Diplômé de la toute récente école de cinéma de Stockholm en 1966, il est d'abord directeur de production pour Stig Björkman, Maï Zetterling, Per Berglund, et publie des articles dans des revues de cinéma. Auteur de documentaires engagés, fermement indépendant, producteur de ses propres films, il intervient aussi dans la diffusion alternative et dans l'exploitation. Ses premiers documentaires relèvent de la critique sociale. Ainsi, On nous appelle les Mods (Dom kallar oss Mods, 1969) s'intéresse à des marginaux rejetés par les circuits de l'aide sociale, qu'il retrouvera dans Une vie respectable (En anständigt liv, 1979) – un film qui restera une année entière à l'affiche dans un cinéma de Stockholm. Il donnera un troisième volet à ce travail en 1994 avec le Contrat social (Det sociala arvet). Il fait de nombreuses interventions sur le terrain des luttes écologiques, dont la Vengeance de la Nature (Naturens hämmd, 1983), la Menace (Hotet,1986) – un terrible documentaire sur les conséquences de l'accident de Tchernobyl sur la vie en Laponie, largement diffusé hors de la Suède – et Le temps n'a pas de nom (Tiden har inget namm, 1989). Ses préoccupations écologiques l'amènent à produire et à réaliser deux films pour enfants sur le thème de la défense de la Nature et la protection de la vie sauvage : Des gens bien (Goda människor, 1990) et Combattant pour la nature (Jag är Din krigare, 1997).

JARMAN (Derek)

cinéaste britannique (Nothwood, Middlesex, 1942 - Londres 1994).

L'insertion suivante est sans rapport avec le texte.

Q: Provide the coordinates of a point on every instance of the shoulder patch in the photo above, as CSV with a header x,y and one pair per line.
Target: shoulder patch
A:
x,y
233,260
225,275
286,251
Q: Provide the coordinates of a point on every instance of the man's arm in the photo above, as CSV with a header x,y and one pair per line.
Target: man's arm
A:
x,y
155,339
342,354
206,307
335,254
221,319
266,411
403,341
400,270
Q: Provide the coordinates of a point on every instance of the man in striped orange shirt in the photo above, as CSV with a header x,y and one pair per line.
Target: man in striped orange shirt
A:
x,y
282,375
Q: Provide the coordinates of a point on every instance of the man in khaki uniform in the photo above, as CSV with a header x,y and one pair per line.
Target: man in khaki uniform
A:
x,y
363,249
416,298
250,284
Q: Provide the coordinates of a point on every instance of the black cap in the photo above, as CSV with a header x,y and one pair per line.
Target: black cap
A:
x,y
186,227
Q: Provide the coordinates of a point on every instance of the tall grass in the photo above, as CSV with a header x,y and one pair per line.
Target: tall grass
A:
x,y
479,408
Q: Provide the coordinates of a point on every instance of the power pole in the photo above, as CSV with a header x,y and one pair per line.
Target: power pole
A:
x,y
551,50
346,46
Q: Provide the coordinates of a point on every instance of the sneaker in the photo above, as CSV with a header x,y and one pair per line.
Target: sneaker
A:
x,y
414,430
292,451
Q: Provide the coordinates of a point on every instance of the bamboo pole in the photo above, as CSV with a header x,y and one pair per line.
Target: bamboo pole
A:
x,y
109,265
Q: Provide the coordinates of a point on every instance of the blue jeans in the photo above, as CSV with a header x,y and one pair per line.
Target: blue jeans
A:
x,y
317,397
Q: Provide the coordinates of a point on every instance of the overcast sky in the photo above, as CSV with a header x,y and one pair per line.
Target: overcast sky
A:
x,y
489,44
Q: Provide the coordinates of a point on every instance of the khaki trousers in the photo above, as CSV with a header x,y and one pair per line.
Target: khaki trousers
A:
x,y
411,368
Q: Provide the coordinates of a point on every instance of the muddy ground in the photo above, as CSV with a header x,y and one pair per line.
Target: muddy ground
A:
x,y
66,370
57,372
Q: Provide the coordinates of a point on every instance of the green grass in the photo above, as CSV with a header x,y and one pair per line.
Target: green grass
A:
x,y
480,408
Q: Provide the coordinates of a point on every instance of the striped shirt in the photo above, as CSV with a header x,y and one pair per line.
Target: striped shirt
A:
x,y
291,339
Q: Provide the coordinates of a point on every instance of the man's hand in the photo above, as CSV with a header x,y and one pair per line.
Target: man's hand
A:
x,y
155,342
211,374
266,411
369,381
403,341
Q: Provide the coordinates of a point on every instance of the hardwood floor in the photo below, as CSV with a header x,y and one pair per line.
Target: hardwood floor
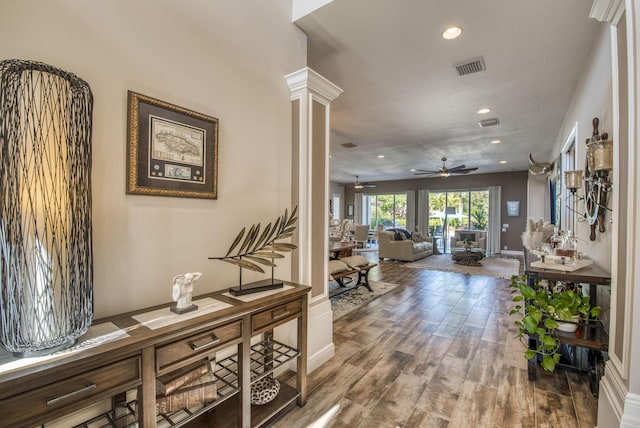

Il étudie la peinture à la Slade School of Fine Arts (1963-67) et devient décorateur pour le Royal Ballet et le film de Ken Russell, les Diables (1970). Auteur de courts métrages et de clips publicitaires en Super 8 et vidéo, il tourne simultanément des longs métrages et fait sensation avec Sebastiane (CO Paul Humfress, 1975), originale évocation de la vie du saint et hymne fervent au corps masculin, avec des dialogues en latin. La composante homosexuelle de son inspiration réapparaît dans Jubilee (1977), The Tempest (d'après Shakespeare, 1979), Angelic Conversation (sur les sonnets de Shakespeare, 1985) et le somptueux Caravaggio (1986). Son épisode (Louise, d'après l'opéra de Gustave Charpentier) du film collectif Aria (1987), montre une tendresse inattendue pour le personnage de la petite couturière. Son goût constant de l'insolite volontiers provocant, souvent manifesté par un style visuel de type « underground », éclate dans The Last of England (1987), pamphlet grinçant et convulsif sur la fin de l'Empire britannique, mais son écriture est plus apaisée dans le grandiose War Requiem (1989), inspiré et magnifié par la puissante partition de Benjamin Britten. Après The Garden (1990) et un Edward II esthétique et volontairement anachronique, Jarman réalise entièrement en studio Wittgenstein (1992), évocation à la fois ironique et dramatique du philosophe autrichien établi à Cambridge. Atteint par le sida, il tourne Blue (1993), un film-limite où des voix off relatent des fragments de sa vie quotidienne sur une image uniformément bleue. C'est à la fois un testament sur l'attente de la mort et l'aboutissement forcé de ses recherches sur l'image.

Autres films :

In the Shadow of the Sun (MM, 1980); The Dream Machine (1983); Glitterbug (CO David Lewis, compilation par Jarman lui-même , juste avant sa mort, de ses oeuvres en super-8 des années 1971 à 1986). ▲

JARMUSCH (Jim)

cinéaste américain (Akron, Ohio, 1953).

Avec deux films, Stranger Than Paradise (1984) et Down by Law (1985), Jim Jarmusch est devenu un réalisateur fétiche pour toute une génération. La pratique de son cinéma comme celle de quelques confrères parfois proches de lui (Eric Mitchell, Amos Poe, Sara Driver, Mark Rappaport) le rapproche de la première vague du cinéma indépendant new-yorkais du début des années 60 : esthétique minimaliste, noir et blanc, acteurs peu connus. Il avait signé auparavant un film de diplôme, Permanent Vacation (1980), errance dans Manhattan d'un jeune adolescent. Héritier à la fois de la Nouvelle Vague française, du cinéma tchèque des années 60 et de Wim Wenders, qui l'a soutenu, Jarmusch a su toucher une sensibilité contemporaine faite de désœuvrement, d'humour, de vagabondage et de dérision. Dans Down by Law, il a même su intégrer à son univers l'acteur comique italien Roberto Benigni. Ses films, contemplatifs et cool, de structure musicale, établissent un pont entre la sensibilité américaine et la culture européenne. En 1989, il signa Mystery Train, troisième volet d'une trilogie sur l'Amérique contemporaine où l'on retrouve son goût des dérives désenchantées, musicales et humoristiques, puis Coffee and Cigarettes (id., id.), Night on Earth (id., 1991) et en 1995, Dead Man (id.), un étrange western initiatique. Après un documentaire consacré au musicien Neil Young (Year of the Horse, 1997), il revient à son ton détaché lent qu'il applique à un film d'action, Ghost Dog, la voie du samouraï (Ghost Dog, 1999).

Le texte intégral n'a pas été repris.